In separated milkOn wood
On cloth
,,On linen
,,On paper
As hot gelatine cultureOn wood
,, ,,On cloth
,, ,,On linen
,, ,,On paper-

In order to make sure that the keeping per se of the vibrio on the materials for 24 hours,
apart from any exposure to a disinfectant, has no deleterious effect on the vitality of the vibrio,
a control experiment was made. In this the vibrio, grown in hot gelatine (i.e., at 37° C.), was
applied to the same paper as used in all these experiments and kept for 24 hours. From the nature
of the paper being denser than any of the other materials, the microbe would on it (paper) remain
more superficial, i.e., more exposed to the drying process than on any of other materials, and therefore
we would get a reliable answer to the above question, viz., whether or no the 24 hours' drying
in the air of the laboratory did or did not injure the vitality of the microbe'.
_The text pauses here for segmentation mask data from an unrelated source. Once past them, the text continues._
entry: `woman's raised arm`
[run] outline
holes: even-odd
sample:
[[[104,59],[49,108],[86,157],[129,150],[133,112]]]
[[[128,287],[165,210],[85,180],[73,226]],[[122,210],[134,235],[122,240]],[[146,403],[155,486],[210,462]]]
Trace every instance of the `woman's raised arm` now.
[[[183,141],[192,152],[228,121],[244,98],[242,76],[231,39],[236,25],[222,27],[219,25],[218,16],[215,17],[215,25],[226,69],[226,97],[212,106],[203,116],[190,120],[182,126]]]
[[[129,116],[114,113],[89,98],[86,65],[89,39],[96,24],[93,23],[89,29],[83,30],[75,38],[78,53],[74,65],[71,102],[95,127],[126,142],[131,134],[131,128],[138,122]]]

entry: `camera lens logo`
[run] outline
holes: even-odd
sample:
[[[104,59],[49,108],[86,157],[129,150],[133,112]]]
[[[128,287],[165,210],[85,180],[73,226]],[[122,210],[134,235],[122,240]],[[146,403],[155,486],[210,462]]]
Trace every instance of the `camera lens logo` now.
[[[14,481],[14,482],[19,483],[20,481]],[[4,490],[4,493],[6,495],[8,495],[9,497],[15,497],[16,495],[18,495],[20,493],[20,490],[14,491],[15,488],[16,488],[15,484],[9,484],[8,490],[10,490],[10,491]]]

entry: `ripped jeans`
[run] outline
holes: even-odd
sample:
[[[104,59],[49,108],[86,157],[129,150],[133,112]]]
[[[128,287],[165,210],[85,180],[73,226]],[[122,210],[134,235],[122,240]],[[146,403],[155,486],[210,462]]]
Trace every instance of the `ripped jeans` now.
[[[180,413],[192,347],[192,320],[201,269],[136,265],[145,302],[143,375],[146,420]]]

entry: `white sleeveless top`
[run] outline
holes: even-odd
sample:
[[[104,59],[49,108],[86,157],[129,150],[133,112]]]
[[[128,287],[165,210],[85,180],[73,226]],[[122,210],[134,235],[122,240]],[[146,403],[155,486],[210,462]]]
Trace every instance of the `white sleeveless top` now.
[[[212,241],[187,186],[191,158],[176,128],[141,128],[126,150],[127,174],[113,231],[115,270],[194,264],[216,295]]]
The result of this control experiment was that the control cholera-paper yielded, in peptone
salt culture, copious growth of the vibrio after 24 hours' incubation.
5.—Staphylococcus aureus.
The experiments that were made with this microbe were of exactly the same kind as
with the above, and it is not necessary to describe them in detail. There is only one point
that it is necessary to mention, it is this:—After exposure to formalin of the materials, wood,
cloth, linen and paper impregnated with the emulsion—broth emulsion of a recent (24 hours'
old) agar culture—they were placed in broth, and after 24 hours' incubation of this at 37° C.,
agar surface cultures were made; these would, after incubation for 24 hours at 37° C., infallibly
show the golden yellow colonies of the microbe, if such were present, in a living condition. The
experiments made showed that the formalin as used had completely killed the microbe.